Collaborative Supply Chain in the Digital Age: A Case Study of its Extent of Adoption by Indigenous Organizations in Building Inter-and Intra-firm Alignments
- Hart O. Awa
- Nsobiari F. Awara
- Bartholomew C. Emecheta
AbstractThe term collaborative supply chain or SCM is a social software package that promises inter-and intra-firm alignments and information sharing to assure outstanding performance of the whole. It involves integrating resources and automating transactions across traditional boundaries to build mutually benefiting competitive advantage. SCM in the digital age encompasses accessibility of internal activities and measurement metrics by external parties as well as optimization of processes for mutual improvement in customer service, and reduction of inventory level and associated cost; good business relationships built on trust and minimized selfishness; and long term flexibility and adaptability evidenced by co-creation of products along the value chain. Apparently, experience has shown too many firms avoid engagement in this extensive supply chain integration, perhaps for fear of breeding conflicts. The paper viewed the current practice of SCM by studying the experiences and insights of 108 managers/officers, drawn from eight indigenous firms. The benchmark for selection was that the subject must be directly involved in supply chain initiatives and case study interviews were used for the survey.

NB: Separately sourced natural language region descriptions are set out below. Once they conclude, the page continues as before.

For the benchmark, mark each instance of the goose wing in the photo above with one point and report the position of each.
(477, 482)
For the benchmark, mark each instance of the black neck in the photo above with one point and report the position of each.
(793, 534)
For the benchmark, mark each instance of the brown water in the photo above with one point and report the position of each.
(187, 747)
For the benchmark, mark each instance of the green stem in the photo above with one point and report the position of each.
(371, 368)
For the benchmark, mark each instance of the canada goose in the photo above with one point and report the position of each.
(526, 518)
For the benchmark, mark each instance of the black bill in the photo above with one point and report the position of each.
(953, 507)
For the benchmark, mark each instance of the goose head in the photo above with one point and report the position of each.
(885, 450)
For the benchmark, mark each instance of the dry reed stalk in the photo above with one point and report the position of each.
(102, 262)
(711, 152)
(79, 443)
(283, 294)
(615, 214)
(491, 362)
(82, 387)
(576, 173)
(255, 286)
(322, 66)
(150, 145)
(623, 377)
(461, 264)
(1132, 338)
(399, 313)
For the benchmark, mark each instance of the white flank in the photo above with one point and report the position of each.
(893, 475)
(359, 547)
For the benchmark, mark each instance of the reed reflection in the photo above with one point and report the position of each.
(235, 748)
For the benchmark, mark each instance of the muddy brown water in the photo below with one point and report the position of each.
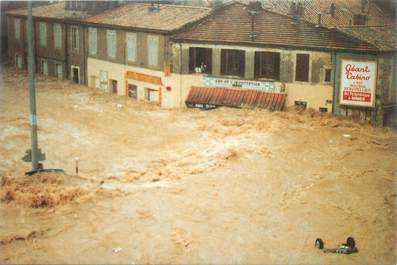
(190, 186)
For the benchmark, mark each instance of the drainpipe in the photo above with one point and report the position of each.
(180, 74)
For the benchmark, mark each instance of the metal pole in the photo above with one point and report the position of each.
(32, 91)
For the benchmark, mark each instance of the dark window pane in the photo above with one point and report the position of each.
(232, 62)
(200, 60)
(267, 65)
(327, 77)
(302, 67)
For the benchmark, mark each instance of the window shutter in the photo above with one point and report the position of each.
(131, 47)
(43, 34)
(153, 50)
(17, 26)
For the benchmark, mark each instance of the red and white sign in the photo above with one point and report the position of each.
(358, 83)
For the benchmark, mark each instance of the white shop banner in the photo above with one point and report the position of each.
(238, 83)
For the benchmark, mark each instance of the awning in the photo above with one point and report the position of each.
(218, 96)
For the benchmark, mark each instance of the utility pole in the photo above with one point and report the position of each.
(32, 91)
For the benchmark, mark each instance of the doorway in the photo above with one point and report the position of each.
(113, 87)
(76, 74)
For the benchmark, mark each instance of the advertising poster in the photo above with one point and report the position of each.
(358, 83)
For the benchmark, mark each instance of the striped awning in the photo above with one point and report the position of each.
(218, 96)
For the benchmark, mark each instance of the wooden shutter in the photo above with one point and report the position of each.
(302, 67)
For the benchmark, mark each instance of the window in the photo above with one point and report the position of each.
(57, 36)
(43, 34)
(111, 43)
(200, 60)
(302, 67)
(327, 77)
(359, 19)
(132, 91)
(131, 47)
(44, 67)
(17, 27)
(267, 65)
(153, 43)
(75, 38)
(92, 41)
(232, 62)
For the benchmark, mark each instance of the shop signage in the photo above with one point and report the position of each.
(358, 82)
(238, 83)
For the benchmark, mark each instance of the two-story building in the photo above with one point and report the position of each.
(129, 51)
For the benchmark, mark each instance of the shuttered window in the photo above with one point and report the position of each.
(92, 41)
(131, 47)
(200, 60)
(233, 62)
(75, 38)
(302, 67)
(17, 27)
(153, 50)
(57, 36)
(267, 65)
(43, 34)
(111, 43)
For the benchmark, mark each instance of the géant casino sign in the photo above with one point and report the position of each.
(358, 82)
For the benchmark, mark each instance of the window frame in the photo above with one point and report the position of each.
(300, 68)
(111, 40)
(75, 38)
(17, 28)
(57, 28)
(193, 61)
(153, 55)
(43, 33)
(261, 60)
(131, 46)
(92, 41)
(225, 59)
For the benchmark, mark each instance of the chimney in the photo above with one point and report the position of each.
(319, 19)
(332, 9)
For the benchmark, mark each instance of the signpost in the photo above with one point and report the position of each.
(358, 83)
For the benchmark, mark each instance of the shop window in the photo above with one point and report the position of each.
(302, 67)
(267, 65)
(75, 38)
(132, 91)
(233, 62)
(200, 60)
(359, 19)
(327, 77)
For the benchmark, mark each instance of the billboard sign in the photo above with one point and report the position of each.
(358, 82)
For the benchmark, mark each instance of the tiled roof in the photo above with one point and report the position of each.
(139, 15)
(380, 29)
(47, 11)
(219, 96)
(232, 24)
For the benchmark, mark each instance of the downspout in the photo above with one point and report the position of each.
(66, 52)
(180, 75)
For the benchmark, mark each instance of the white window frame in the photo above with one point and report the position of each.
(153, 50)
(92, 41)
(43, 34)
(131, 39)
(111, 41)
(75, 38)
(57, 31)
(17, 28)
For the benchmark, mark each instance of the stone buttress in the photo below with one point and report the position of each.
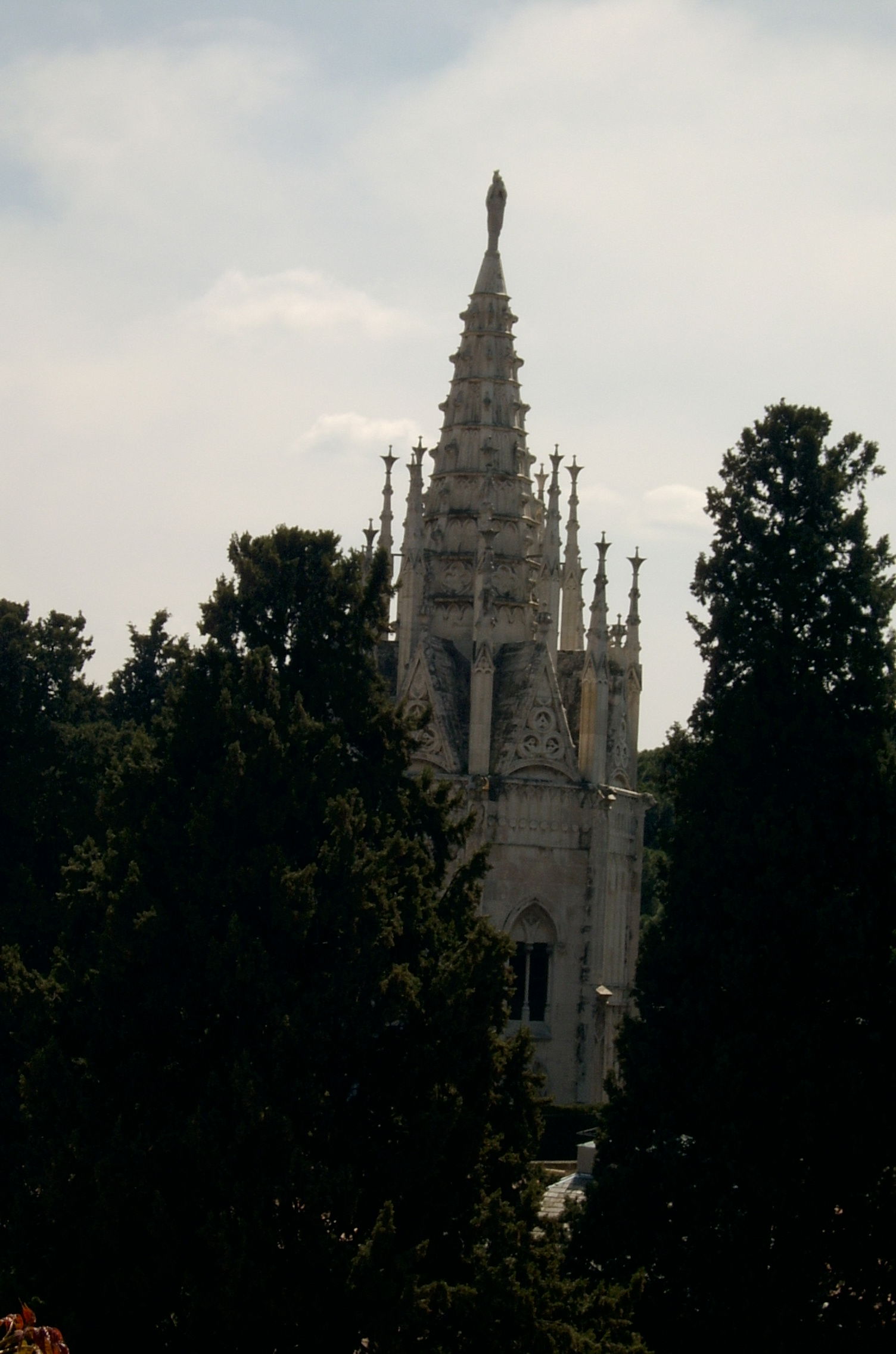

The finding unravelled discrepancy between the ideals of theories of SCM and actual practice; no consensus about its meaning, multiple supply chain collaboration compounds the problem even the more, and most times it may be difficult to meet the laid down conditions. Firms easily embrace internal cross functional integration and shun inter-organizational integration, perhaps because they want to build unique competitive advantage. Therefore more orientations should be done to educate managers on the ideals of SCM, especially on the area of dissuading selfish maximization of profits.